1Password does not have a free plan, but you can try the service (Personal or Family) for free for 30 days.
Meanwhile, LastPass does offer a feature-rich free plan, but you’ll have to deal with the issues we mentioned above. It’s free forever, without limitations on the number of passwords you can save. When you sign up, you also get a 30-day free trial for LastPass Premium.
LastPass Premium gives you extra features like emergency access, more multi-factor authentication methods, and 1GB of encrypted file storage. LastPass Premium costs $3/month, billed annually. Families of up to 6 members can get the LastPass Families plan, which costs $4/month and provides shared folders and a family management dashboard.
1Password vs LastPass: Which one is better?
Both of these password managers are great options if you want to improve the security and convenience of your digital lives. And who doesn’t?

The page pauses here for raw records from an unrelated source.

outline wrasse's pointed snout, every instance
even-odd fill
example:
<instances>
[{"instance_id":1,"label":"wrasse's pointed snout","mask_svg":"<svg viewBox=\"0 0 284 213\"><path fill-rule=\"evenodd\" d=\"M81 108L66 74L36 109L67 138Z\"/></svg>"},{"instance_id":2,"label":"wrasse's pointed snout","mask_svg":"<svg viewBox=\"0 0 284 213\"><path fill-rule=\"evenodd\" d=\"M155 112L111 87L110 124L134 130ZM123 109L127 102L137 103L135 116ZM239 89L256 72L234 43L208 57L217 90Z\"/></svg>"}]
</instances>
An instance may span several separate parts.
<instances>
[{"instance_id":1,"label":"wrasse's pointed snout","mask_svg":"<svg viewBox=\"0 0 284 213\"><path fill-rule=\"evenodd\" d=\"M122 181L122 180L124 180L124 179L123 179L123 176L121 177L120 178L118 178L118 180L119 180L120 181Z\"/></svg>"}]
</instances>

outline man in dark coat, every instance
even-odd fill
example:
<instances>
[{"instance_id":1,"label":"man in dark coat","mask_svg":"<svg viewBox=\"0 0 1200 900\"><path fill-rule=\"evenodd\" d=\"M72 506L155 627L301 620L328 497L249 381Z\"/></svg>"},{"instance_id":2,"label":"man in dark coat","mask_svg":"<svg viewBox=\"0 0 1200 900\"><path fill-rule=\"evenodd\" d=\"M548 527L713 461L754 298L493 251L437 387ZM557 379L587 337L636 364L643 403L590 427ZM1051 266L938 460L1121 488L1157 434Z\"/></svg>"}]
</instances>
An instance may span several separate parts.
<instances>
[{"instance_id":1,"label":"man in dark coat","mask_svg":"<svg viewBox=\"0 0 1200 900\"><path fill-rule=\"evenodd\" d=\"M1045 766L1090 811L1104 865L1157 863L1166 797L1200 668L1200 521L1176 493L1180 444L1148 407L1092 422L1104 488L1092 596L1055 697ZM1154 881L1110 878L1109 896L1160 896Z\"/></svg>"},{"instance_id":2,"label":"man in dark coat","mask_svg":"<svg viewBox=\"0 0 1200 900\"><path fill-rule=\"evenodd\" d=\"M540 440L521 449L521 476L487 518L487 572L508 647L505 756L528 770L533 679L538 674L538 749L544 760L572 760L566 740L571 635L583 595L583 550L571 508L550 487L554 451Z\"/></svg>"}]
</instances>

Regardless if you choose 1Password or LastPass, you’ll get strong security and all the key features you’ll want in a password manager. The developers of the two services have been around for more than a decade, and have a good track record in terms of trust and security.
LastPass offers a generous free plan that will meet most users’ needs. In fact, the writer of this post has been using the free version of LastPass for many years. Paying for the premium plan gives you some nice-to-have features, such as the 1GB of encrypted storage space and the one-to-many sharing option. But relatively few consumers will need these features, making the free plan an attractive proposition.
Even without a free plan, 1Password remains a strong option thanks to some of its unique features like Watchtower, Travel Mode, and vaults. It also offers another layer of protection thanks to its Secret Key. We found its interface is slightly easier to use than LastPass’, though not by a huge margin.
That’s it for our 1Password vs LastPass comparison. Have you used any of these services? Which one seems more attractive to you?